Sandy and Yellowstone Creeks- North Central Oklahoma
- Wheat, alfalfa, and cattle production
- Impaired by excess turbidity
- Intensive conservation education programs led to increases in conservation tillage (21 percent), soil test-based fertilizer applications (29 percent) and buffer usage.
- Water clarity improved in both streams. Sandy Creek was delisted from the 303(d) list in 2004 and Yellowstone Creek in 2006.
Wolf Creek- Northwest Oklahoma
- Wheat, cattle, & hog production
- Listed in 2002 for turbidity
- EQIP Local Emphasis Area Project, CRP, GRP, WHIP, state cost-share and extensive nonpoint source water quality community education led to more than $1 million invested in conservation practices- 54,000 acres of pasture and 87,000 acres of rangeland improvement, nutrient management (90,350 acres), 6,467 acres of critical area planting, 58,087 new acres conservation tillage, 67 miles cross fencing, and numerous other practices
- Water clarity improved significantly, and the stream has remained off the list since 2006.

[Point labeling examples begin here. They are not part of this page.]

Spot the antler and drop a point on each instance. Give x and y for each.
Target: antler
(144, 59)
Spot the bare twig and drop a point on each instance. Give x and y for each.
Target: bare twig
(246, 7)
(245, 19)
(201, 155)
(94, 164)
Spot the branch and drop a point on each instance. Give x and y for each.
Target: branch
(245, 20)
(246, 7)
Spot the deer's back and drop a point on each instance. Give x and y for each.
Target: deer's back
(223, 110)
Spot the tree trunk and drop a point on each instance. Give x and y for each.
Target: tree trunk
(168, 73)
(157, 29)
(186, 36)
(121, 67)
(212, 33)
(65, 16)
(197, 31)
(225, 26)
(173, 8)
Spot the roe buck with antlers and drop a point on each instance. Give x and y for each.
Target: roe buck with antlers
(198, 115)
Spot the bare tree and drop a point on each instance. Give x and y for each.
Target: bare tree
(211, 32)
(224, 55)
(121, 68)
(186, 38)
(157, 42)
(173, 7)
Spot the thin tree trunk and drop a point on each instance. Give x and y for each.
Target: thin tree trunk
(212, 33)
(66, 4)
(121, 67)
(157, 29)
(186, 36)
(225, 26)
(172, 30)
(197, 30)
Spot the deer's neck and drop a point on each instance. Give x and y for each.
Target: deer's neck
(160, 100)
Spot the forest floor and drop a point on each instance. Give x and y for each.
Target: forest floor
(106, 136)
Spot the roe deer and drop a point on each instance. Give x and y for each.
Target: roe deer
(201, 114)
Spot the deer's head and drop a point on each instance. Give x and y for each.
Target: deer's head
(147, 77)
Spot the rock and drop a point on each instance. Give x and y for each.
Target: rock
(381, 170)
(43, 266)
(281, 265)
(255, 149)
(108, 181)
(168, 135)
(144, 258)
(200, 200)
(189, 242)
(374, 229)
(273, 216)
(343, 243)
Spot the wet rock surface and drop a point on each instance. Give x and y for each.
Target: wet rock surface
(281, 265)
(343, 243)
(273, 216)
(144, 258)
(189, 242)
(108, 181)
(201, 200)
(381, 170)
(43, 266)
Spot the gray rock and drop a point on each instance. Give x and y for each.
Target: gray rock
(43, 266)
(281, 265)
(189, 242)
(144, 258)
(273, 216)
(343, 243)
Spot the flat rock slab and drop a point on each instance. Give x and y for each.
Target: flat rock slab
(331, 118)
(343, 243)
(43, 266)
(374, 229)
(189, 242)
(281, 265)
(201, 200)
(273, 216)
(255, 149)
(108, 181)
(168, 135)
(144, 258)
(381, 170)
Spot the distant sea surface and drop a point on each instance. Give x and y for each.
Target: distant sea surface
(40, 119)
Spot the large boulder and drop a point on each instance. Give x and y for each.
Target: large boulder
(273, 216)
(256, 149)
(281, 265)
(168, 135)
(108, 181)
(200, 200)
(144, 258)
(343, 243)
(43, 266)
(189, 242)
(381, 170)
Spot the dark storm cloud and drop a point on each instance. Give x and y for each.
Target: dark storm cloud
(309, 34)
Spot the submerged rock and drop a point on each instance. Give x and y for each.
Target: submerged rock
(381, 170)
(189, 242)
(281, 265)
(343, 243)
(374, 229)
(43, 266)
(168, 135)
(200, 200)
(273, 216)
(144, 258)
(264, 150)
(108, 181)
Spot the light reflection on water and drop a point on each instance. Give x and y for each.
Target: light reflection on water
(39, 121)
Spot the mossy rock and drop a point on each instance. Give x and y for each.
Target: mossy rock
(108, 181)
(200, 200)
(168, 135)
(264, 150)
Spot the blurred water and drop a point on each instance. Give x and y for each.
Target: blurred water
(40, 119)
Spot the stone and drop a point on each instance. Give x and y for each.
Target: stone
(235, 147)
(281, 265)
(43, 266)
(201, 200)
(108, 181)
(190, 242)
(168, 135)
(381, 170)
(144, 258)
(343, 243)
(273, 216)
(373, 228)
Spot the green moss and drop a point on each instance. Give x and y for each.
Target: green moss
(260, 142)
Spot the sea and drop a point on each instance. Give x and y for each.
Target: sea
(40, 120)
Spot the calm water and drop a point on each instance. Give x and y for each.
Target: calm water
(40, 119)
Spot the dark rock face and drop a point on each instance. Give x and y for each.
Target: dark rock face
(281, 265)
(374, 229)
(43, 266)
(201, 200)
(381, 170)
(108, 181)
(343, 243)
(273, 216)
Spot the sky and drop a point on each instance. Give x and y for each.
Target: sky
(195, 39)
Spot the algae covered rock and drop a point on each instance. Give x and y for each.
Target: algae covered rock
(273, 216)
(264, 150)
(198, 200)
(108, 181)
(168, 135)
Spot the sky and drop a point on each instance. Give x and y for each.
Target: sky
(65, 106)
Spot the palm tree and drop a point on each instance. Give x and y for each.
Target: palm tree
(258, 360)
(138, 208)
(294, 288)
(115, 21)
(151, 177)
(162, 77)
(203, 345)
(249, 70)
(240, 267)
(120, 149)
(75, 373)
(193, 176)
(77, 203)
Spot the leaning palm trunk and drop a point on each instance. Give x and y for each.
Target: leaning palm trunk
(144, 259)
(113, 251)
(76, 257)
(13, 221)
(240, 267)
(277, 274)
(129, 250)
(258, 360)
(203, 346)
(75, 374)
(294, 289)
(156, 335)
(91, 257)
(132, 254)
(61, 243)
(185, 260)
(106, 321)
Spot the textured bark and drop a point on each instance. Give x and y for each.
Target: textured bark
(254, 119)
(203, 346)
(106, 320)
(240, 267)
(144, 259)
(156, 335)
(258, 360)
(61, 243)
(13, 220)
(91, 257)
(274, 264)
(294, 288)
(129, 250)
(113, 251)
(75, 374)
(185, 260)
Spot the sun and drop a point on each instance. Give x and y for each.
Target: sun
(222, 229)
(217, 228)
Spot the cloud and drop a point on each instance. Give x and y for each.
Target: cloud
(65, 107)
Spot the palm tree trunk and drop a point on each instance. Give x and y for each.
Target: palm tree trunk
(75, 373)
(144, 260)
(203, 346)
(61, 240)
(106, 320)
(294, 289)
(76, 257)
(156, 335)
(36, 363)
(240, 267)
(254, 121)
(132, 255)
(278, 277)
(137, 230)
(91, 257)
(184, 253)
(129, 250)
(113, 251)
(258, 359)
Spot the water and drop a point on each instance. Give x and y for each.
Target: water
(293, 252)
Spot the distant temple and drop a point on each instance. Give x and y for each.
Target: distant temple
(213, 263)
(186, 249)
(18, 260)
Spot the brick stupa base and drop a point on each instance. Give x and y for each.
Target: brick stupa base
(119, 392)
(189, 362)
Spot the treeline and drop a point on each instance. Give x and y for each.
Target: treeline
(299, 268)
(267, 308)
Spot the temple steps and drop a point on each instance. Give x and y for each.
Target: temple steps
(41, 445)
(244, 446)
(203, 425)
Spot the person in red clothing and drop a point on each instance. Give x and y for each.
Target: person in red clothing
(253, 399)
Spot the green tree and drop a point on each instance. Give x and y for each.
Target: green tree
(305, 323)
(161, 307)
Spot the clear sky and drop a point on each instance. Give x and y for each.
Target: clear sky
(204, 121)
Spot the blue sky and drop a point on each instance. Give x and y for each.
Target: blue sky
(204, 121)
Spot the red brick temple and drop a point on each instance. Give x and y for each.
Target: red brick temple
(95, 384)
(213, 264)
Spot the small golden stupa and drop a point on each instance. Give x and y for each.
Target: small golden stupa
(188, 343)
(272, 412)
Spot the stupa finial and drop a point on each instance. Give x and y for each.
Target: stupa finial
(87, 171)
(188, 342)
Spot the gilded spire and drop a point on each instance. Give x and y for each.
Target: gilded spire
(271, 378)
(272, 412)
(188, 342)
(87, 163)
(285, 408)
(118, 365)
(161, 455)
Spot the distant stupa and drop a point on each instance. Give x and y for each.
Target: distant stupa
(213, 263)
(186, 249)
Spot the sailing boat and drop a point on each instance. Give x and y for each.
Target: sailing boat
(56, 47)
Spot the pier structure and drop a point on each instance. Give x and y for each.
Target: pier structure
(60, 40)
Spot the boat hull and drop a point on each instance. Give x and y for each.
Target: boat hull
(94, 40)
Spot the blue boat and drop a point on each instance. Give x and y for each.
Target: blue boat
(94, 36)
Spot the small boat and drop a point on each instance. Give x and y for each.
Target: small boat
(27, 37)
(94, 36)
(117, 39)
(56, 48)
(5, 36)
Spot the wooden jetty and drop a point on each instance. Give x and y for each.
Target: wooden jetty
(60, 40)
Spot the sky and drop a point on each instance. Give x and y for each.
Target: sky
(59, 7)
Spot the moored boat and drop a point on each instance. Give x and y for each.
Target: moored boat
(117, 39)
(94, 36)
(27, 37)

Peacheater Creek- Northeast Oklahoma
- Poultry and cattle production
- Downstream Illinois River and Lake Tenkiller listed for phosphorus
- EPA and NRCS invested more than $800,000 to implement BMPs including riparian protection, animal waste management, pasture improvement and septic replacement.
- Results included 71 percent reduction in phosphorus loading and 58 percent reduction in nitrogen, improved fish communities, and measured decreases in streambank erosion.